Enter Blaine Anderson onto my favorite show. Enter Darren Criss onto my radar. Most of my church friends stopped watching Glee after Original Song because it glorified “sinful behavior”, but I didn’t see it. I saw two people falling in love. I didn’t see gratuitous sex or lust-driven passion. I saw two boys who felt the exact same way about each other that I felt about my husband the first few months of our relationship.

Then I started looking for information about Darren, because I loved his voice. I discovered the Trevor Project and the great work they do when he performed Teenage Dream and Not Alone at their benefit. I fell in love with that song and went looking for more information about it, assuming it was another cover. I discovered Starkid and AVPM and AVPS and a love affair with their ridiculousness was born. I discovered a whole world of music Darren had written and began downloading the first of hundreds of live recordings of the voice that still melts my heart. The thing that stunned me the most was that as a straight man, he was not afraid to be labeled gay, to play a gay character, or to be associated with gay causes like Trevor.
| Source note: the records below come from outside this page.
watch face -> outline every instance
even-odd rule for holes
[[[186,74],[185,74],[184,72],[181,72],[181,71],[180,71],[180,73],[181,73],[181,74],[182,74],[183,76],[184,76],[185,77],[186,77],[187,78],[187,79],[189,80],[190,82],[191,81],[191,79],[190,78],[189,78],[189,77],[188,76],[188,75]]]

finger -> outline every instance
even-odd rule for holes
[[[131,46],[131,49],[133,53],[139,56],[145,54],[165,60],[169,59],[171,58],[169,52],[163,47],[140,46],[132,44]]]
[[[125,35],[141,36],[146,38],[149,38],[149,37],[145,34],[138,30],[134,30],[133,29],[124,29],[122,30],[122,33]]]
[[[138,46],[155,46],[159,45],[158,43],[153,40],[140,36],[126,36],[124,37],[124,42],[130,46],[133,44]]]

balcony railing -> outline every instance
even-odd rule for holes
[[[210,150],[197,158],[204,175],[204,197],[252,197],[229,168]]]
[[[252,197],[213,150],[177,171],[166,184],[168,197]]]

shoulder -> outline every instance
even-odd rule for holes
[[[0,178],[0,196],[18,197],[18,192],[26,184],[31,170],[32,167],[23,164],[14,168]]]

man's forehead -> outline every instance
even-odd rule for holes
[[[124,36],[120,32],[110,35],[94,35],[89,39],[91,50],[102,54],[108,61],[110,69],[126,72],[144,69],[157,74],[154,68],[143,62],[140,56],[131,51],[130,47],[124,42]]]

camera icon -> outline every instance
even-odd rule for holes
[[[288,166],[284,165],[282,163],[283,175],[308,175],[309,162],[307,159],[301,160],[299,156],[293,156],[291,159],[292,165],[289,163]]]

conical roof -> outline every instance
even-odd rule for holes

He made it clear that being gay, to him, was not a negative, nor a positive, but just a fact about a person like skin color or eye color.

I began to seek information from other Christians that I knew felt differently about homosexuality than I did. Over the course of the next two years, I discovered the fandom community, Tumblr, fanfiction (talk about glorifying sinful behavior. There was the gratuitous sex!), and made many, many friends who helped me solidify my belief that gay is not a choice, that gay people aren’t inherently more sinful than anyone else, and my mind slowly changed.

I “came out” as an ally when my state tried to pass a marriage amendment. My church was passing out yard signs to encourage people to vote to limit marriage equality. At the same time, they needed a Sunday School teacher for the middle and high school youth group, which at the time entirely consisted of teenage boys. I was a prime candidate to teach, but I refused to sign the statement of faith that included a line about the sinfulness of homosexuality. They let me teach anyway. They’ve since invited me to lead worship as well. Huh. No lightning struck.

Chris Colfer played a huge role in my questioning as well, with statements that he made in interviews, One statement that struck a huge chord with me was during the Glee episode of Inside the Actor’s Studio, when he was asked what he hoped to hear at the Peraly Gates. His response, “Don’t listen to them. You get to come in anyway.” To some, that was probably seen as a flippant or sarcastic joke, but to me, it struck deep. What were Christians doing if we were pushing people away from God? Our job was to try to attract people to Him, not drive them away.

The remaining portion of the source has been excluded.